Since February, the Federal Motor Carrier Safety Administration has been fielding public comments on proposed changes to its CSA Safety Measurement System (SMS) carrier scoring system. That comment period closed last week with just 176 comments filed to the docket after a period during which carriers were invited to preview how the changes might affect their scores. 

Overall, trucking groups were generally in favor of the proposed changes, while also noting more could be done to improve the system. The Owner-Operator Independent Drivers Association, however, said it was “disappointed that the agency’s proposed modifications to CSA/SMS fall short of the comprehensive systemic overhauls needed to accurately identify at-risk carriers and reduce truck crashes.”

Likewise, attorney Hank Seaton, filing comments on behalf of a number of trucking and freight organizations, including the National Association of Small Trucking Companies, among others, said the proposed changes will not improve accuracy and fairness to prioritize carriers for safety enforcement like FMCSA claims. Instead, “it will carry forward the major statistical and legal flaws of the old version, and in fact will prejudice the ability of small carriers to obtain sufficient SMS data -- good or bad -- to be accurately measured,” he said.

Seaton added that what is required to fix the system is “not a mere reboot of SMS but a complete re-do of the agency’s system for making safety fitness determinations.”

[Related: Fit or unfit?

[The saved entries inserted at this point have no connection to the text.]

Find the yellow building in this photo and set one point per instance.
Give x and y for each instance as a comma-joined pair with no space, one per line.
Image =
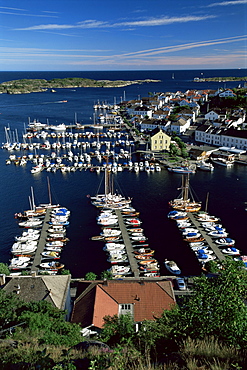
159,140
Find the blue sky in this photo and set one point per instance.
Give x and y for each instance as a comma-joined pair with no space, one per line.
84,35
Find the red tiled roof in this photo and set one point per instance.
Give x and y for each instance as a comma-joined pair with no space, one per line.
149,299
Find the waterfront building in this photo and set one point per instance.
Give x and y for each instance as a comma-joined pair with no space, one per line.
159,140
181,125
221,136
53,289
141,111
144,300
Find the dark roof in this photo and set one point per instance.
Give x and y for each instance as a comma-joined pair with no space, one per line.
155,131
235,133
53,289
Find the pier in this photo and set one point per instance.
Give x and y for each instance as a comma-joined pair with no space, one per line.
220,256
42,241
128,245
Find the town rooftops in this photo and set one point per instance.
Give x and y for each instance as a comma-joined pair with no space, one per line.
148,298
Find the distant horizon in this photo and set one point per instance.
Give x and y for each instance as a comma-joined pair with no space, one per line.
128,70
127,35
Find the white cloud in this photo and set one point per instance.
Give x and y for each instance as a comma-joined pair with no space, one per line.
99,24
226,3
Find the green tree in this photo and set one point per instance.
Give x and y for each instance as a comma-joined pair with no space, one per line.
106,275
174,150
216,308
90,276
9,303
118,329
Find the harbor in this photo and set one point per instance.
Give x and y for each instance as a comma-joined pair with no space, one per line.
227,186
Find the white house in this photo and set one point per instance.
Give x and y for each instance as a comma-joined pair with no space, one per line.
227,94
229,137
180,126
140,111
212,115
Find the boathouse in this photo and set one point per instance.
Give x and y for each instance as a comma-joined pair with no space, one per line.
159,140
53,289
144,300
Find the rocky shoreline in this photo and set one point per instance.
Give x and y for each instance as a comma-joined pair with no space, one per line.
27,86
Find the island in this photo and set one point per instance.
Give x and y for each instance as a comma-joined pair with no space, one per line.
219,79
25,86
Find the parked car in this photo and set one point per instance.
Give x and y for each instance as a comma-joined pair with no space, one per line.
181,284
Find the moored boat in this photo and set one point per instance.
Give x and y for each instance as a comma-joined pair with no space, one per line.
172,267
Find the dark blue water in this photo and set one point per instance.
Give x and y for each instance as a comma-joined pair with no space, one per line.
227,187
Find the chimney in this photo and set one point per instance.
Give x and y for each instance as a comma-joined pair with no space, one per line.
2,279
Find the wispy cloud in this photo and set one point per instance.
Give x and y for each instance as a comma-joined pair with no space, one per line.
227,3
19,12
180,47
151,22
105,55
5,7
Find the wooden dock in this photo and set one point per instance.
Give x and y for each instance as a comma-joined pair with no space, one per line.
128,245
41,243
219,255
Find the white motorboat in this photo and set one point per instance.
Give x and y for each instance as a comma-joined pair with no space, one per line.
205,166
231,251
23,249
172,267
55,243
19,263
120,270
222,162
110,232
54,249
51,255
53,265
204,217
225,241
113,246
23,238
30,223
218,234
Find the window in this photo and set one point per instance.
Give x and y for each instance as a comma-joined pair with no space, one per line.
126,308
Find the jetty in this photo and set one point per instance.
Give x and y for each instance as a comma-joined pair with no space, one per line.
42,241
220,256
128,245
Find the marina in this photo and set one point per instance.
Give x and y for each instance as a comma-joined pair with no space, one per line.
227,186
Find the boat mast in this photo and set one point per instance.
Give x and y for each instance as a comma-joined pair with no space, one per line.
206,205
32,200
49,190
186,189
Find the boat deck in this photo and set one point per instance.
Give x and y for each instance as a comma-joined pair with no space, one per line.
128,245
41,243
219,255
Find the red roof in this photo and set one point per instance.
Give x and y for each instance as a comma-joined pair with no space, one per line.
149,300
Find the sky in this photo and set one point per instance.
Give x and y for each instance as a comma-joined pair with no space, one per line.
104,35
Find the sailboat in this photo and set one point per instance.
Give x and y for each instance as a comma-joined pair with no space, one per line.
110,199
184,203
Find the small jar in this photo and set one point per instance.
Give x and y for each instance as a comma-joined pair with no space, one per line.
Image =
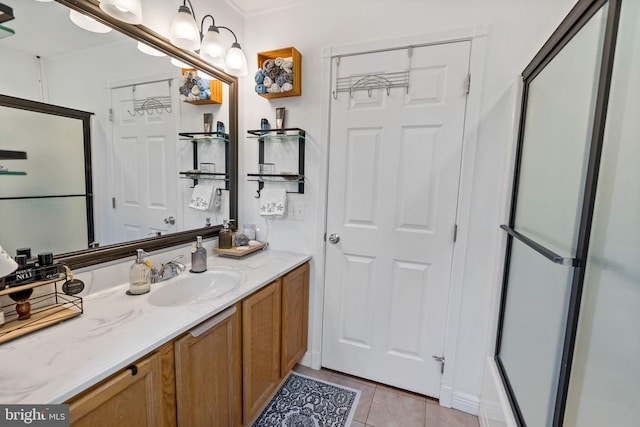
47,269
25,272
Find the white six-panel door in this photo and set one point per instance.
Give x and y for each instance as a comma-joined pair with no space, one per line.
393,185
143,170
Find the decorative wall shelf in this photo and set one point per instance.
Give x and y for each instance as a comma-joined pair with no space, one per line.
275,135
296,69
215,86
207,137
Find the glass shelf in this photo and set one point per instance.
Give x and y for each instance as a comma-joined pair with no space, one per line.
277,134
12,155
204,175
204,136
5,32
293,178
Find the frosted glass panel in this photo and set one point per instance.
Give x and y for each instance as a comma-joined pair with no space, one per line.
62,229
533,331
605,378
559,117
55,153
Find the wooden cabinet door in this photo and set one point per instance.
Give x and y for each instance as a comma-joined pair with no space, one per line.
260,347
131,398
208,373
295,312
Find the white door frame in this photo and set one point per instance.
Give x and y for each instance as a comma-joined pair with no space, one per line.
477,37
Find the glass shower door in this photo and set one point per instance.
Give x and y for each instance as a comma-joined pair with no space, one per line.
605,378
544,228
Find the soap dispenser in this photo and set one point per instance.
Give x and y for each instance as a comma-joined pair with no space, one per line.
224,238
139,275
198,257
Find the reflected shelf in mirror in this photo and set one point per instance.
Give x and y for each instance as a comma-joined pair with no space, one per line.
49,14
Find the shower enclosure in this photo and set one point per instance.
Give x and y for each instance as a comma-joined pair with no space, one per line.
567,347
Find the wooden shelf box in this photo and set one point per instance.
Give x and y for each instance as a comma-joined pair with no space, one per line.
296,57
215,86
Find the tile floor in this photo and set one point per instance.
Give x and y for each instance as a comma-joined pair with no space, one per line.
381,406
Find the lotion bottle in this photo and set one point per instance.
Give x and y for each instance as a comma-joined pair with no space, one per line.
224,238
139,275
198,257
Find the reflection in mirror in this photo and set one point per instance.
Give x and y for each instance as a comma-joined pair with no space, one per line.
46,200
138,114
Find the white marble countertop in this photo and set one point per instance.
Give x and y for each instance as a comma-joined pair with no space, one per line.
56,363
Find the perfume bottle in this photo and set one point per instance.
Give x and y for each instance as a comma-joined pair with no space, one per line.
224,238
139,275
198,257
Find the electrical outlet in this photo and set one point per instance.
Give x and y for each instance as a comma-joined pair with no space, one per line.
296,210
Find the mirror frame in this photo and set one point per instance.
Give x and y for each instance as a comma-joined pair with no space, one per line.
89,257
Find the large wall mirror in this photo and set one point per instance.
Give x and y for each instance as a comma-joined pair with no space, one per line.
141,192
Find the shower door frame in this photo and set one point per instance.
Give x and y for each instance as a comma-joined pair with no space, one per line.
570,26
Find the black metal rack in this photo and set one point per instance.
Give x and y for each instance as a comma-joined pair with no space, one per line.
195,175
278,134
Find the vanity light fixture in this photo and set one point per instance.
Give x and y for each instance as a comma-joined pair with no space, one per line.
87,23
129,11
185,35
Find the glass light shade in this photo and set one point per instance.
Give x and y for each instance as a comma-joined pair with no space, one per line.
87,23
129,11
149,50
179,64
204,75
184,30
7,264
236,63
212,50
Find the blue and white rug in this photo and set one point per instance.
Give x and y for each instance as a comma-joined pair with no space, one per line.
302,401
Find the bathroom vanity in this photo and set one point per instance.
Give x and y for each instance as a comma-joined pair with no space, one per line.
135,360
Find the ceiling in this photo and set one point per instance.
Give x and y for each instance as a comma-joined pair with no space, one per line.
55,34
251,7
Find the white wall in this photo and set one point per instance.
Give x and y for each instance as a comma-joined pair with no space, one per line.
516,30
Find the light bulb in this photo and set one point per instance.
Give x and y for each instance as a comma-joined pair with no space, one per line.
184,30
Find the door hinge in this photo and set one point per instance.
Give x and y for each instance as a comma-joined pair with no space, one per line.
441,360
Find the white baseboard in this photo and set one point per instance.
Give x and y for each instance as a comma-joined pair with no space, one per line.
465,402
495,410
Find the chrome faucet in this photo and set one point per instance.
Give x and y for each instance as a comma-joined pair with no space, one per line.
169,269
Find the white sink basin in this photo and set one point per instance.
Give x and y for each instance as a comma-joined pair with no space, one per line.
195,288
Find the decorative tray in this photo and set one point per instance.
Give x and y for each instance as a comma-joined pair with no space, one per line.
238,252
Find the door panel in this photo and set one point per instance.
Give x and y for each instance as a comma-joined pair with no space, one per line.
393,183
144,165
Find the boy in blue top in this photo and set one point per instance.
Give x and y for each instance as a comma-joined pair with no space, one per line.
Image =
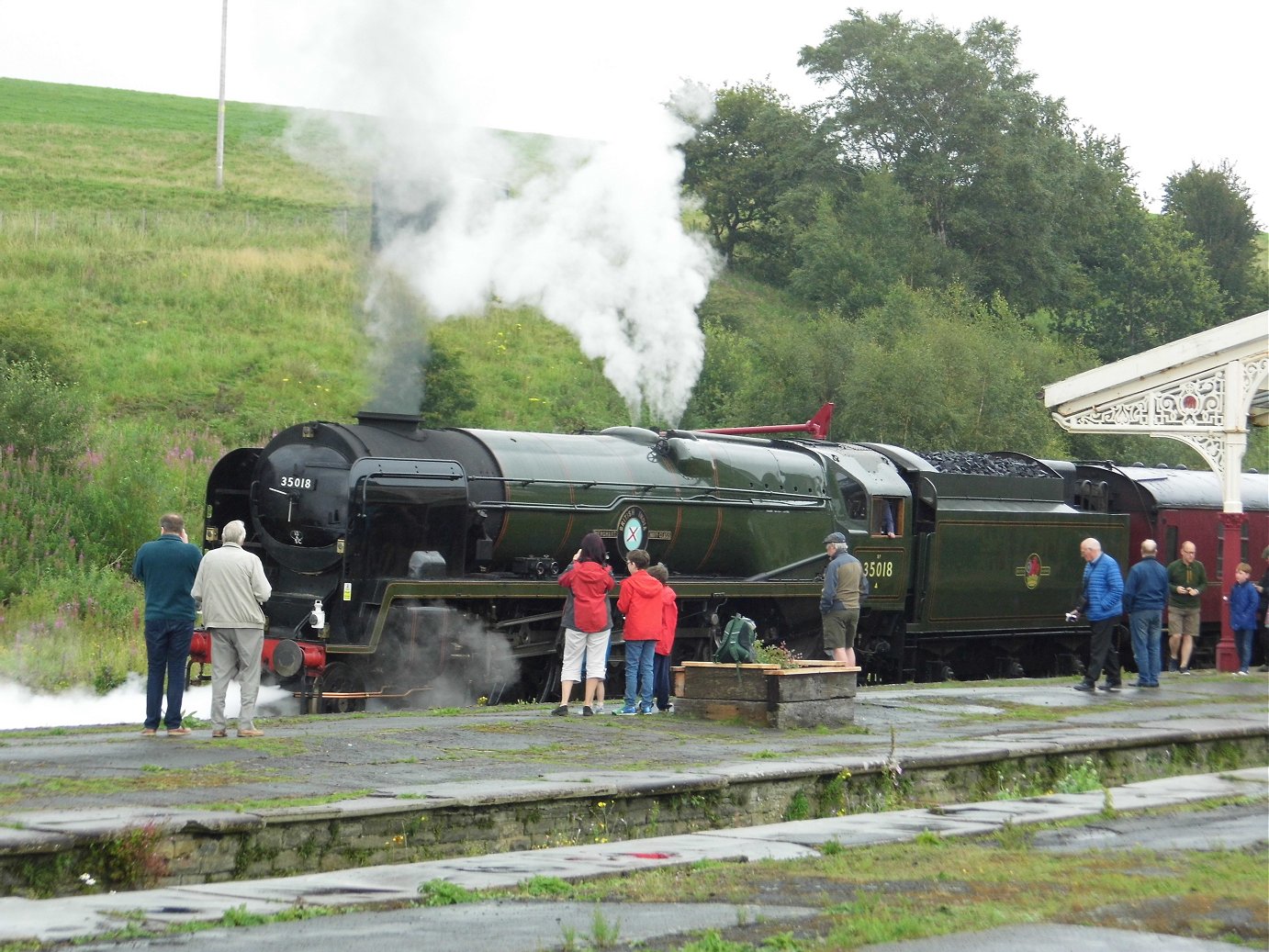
1145,596
1103,606
1244,600
166,566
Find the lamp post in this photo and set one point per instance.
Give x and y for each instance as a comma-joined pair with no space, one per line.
219,112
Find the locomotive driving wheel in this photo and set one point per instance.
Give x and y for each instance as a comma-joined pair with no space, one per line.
336,679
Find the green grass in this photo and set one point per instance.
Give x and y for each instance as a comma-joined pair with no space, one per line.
185,321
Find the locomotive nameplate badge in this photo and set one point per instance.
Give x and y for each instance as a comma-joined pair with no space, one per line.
1032,570
632,528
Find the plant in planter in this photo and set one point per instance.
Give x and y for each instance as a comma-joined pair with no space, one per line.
778,689
780,655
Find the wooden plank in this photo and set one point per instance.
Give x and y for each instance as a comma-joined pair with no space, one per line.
806,713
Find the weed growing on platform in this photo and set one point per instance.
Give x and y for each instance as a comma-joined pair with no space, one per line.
940,886
438,892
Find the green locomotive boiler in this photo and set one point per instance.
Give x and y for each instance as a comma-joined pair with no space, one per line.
421,564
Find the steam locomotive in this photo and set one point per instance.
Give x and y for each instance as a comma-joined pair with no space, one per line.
409,561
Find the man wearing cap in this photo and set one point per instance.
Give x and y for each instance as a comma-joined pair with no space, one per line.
844,589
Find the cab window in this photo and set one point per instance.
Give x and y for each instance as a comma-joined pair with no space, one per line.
887,517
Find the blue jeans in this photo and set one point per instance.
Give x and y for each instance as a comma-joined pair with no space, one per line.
638,673
166,654
1244,641
1148,629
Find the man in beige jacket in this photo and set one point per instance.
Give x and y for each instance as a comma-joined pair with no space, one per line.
230,588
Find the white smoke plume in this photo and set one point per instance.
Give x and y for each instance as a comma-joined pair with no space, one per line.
589,232
126,703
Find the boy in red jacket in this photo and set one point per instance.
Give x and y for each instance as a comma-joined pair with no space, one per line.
640,600
665,643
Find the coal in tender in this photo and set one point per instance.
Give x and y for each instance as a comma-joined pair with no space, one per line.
983,465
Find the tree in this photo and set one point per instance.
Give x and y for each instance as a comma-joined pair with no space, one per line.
1149,286
943,370
39,413
745,158
1215,206
995,166
862,244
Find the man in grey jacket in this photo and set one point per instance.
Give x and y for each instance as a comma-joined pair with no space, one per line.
230,588
844,589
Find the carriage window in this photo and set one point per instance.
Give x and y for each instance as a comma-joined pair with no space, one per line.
887,516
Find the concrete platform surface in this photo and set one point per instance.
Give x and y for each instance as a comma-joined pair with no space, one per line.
73,918
56,785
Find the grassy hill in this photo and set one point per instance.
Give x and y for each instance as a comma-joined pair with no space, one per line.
239,310
174,321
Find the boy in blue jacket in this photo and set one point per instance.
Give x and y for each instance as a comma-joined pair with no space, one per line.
1244,599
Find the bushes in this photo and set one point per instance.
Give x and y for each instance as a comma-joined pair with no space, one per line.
39,410
69,610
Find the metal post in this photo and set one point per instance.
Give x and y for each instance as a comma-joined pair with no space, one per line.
219,112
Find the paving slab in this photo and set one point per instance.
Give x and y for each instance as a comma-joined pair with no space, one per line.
1055,938
76,916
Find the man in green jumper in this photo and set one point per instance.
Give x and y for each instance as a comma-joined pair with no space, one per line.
1185,583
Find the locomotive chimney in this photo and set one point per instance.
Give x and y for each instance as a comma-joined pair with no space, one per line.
398,423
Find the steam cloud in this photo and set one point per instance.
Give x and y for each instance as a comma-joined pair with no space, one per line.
589,232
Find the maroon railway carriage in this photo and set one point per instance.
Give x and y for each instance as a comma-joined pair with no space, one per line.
1176,505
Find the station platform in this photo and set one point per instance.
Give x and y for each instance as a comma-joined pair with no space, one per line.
511,791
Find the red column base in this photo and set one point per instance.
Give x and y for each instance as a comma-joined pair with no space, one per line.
1226,651
1226,655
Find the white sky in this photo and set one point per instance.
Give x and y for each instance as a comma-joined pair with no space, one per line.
1176,83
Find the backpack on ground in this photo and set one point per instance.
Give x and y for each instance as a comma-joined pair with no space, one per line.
737,641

FMCSA keying in on problems with 'Conditional' safety rating limbo]

The proposed changes include reorganizing the current categories of measurement, renaming them simply “safety categories,” to better identify specific problems. The agency also proposed to combine the current 959 violations used in SMS, plus 14 additional violations not currently used, into 116 new violation groups.

The American Trucking Associations said it supports the proposal to reorganize the categories, but suggested that FMCSA instead refer to them as “Compliance Categories” to further simplify the terminology, in line with how the SMS was originally conceived -- a way to measure relative regulatory compliance through which state enforcement departments and the agency itself could prioritize investigatory work.